Trump-era Acting Assistant Secretary for Civil Rights at the Education Department Candice Jackson tweeted in response to the announcement the Biden administration’s “two goals” are to 1) weaken free speech & due process protections used by schools to discipline for “sexual harassment” (which includes talking about sex/gender) … and 2) … cover “gender identity discrimination” under Title IX.

Jackson warned:

Title IX regulations will be more binding than the current Biden Executive Order. Their plan is to make refusing to play pronoun games, and campaigning for women-only sports/spaces, a Title IX Sexual Harassment violation that can get violators expelled from school.

“US ED plans to release proposed regulations in April 2022,” she added. “Those will be open to public comment so plan now for how to urge ED to center *sex* under Title IX & protect everyone’s rights not to believe in gender identity.”

Controversial leftist activist Lhamon, who held the same position during the Obama administration, was confirmed in October only after Vice President Kamala Harris broke a 50-50 tie in the Senate.

It was Lhamon who issued the Obama-era Title IX guidance that placed cases involving alleged campus sexual assaults in the hands of college administrators who held what many referred to as “kangaroo courts” as they denied due process rights to accused students.

The Trump administration rescinded that guidance in 2018.

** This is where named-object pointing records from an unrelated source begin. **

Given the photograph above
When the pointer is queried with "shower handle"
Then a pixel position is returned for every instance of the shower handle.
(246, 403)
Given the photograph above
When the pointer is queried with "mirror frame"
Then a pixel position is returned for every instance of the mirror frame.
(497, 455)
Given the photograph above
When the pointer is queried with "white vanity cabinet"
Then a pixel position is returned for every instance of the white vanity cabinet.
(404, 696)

Lhamon then criticized the new Trump-era guidelines in May 2020, asserting on Twitter former Education Secretary Betsy DeVos “presides over taking us back to the bad old days, that predate my birth, when it was permissible to rape and sexually harass students with impunity.”

In addition, Lhamon helped draft the 2016 guidance to schools directing them to allow transgender students to use bathroom and locker room facilities that correspond to their gender identity, not biological sex.

The left-wing activist also signed off on guidance in 2014 that told schools they could be investigated for violating federal civil rights law for racial disparities in their discipline decisions.